We spent the night under a 24' Paratech sea anchor (super cool and slowed us to a crawl!) . The AIS allowed commercial boats around me to know that I was not moving as well as giving me the names of particular boats that I might need to speak to regarding our relative courses.

At the moment, this system is required by most commercial vessels over a certain size and is slowly being adopted by recreation boats. I for one consider it a very nice addition to my safety and navigation needs. I look forward to the major manufacturers including this as a standard feature.

I should have taken a few pics of my screen but it slipped my mind.

FYI, they range in price from $500 to $2000 and integrate directly into your chartplotter/radar.

Robert


----------



## Island24 (May 12, 2008)

Thanks for the update on AIS. I have been considering it. Have you considered a radar reflector or have any thoughts on that in addition to AIS?


----------



## MSViking (Oct 11, 2007)

Island24 said:


> Thanks for the update on AIS. I have been considering it. Have you considered a radar reflector or have any thoughts on that in addition to AIS?

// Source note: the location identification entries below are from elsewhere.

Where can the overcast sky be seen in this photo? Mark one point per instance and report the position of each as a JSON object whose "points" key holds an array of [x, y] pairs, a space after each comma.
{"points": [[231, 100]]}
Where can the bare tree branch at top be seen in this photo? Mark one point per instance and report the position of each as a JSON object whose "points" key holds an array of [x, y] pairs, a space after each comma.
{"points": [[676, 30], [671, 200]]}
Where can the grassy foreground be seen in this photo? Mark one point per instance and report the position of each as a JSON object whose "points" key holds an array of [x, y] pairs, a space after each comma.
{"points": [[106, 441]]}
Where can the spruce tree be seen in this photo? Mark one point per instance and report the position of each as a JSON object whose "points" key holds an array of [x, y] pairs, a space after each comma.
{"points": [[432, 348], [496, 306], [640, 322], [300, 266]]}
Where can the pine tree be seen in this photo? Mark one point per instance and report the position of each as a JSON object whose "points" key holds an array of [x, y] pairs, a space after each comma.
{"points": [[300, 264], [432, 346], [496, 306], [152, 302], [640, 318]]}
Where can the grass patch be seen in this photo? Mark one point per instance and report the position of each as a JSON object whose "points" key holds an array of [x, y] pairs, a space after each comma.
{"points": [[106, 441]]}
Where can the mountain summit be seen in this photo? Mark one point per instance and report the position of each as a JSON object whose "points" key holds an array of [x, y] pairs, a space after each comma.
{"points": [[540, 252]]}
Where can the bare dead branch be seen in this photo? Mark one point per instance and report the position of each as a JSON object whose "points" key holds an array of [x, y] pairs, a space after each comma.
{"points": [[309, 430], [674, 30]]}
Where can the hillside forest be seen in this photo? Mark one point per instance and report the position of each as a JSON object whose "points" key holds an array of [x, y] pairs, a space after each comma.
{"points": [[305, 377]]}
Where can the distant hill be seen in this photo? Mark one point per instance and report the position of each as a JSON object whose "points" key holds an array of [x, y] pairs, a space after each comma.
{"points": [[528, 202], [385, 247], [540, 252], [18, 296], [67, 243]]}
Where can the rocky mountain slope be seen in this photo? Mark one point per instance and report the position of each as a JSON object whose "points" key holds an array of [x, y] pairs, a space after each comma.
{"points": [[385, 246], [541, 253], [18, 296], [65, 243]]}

back on the Yellowfin I seriously considered a radar reflector as I know from experience the small, low profile center consoles can be difficult for radars to pick up. Challenge was storing and deploying the reflector. 

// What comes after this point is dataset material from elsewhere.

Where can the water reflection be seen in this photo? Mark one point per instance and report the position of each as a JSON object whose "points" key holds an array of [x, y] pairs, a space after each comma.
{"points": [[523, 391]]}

On the Viking our cross section in addition to all the lights we leave on, you can't miss us on your radar or you eyes. Very much unlike the Yellowfin.

Robert


----------



## Trophyhusband (Nov 30, 2011)

My VHF has AIS and I think it's really cool. I only have a 20 foot boat so it's nice to know that commercial traffic is aware that I'm there and where I'm going. Crossing the bay at night I know if there's a commercial boat coming through. I'm curious as to who is required to have it though. I wouldn't think that a charter boat would be very excited about broadcasting it's exact position when it's over a private reef.


----------



## Deeplines (Sep 28, 2007)

Do pushboats have to have it? I've never seen one report themselves.
Best part is the name reporting, like you said


----------



## Trophyhusband (Nov 30, 2011)

Deeplines said:


> Do pushboats have to have it? I've never seen one report themselves.
> Best part is the name reporting, like you said


By "push boat" do you mean a tug pushing a barge? All the tugs pushing barges I've seen have shown up on my GPS screen.


----------



## my3nme (Oct 9, 2007)

They are cool. Read a report once that they may want to put in autos one day


----------



## Deeplines (Sep 28, 2007)

Trophyhusband said:


> By "push boat" do you mean a tug pushing a barge? All the tugs pushing barges I've seen have shown up on my GPS screen.


Yea, that's what I'm talking about. 
Thanks


----------



## sail7seas (Oct 2, 2007)

That is a great system to have on your boat. When I was sailing deep sea we got our first AIS aboard ship in 2004 and it instantly became a great tool for safe navigation. It was nice to know a vessel's name before trying to hail them on the VHF. It was also real nice on those restricted visibility days to have both the radar and the AIS to confirm contacts. I never really though about having it on a recreational boat because i just dont encounter enough commercial traffic around here while fishing. However, if rec boats did start to carry them I would definitely add it to the arsenal.


----------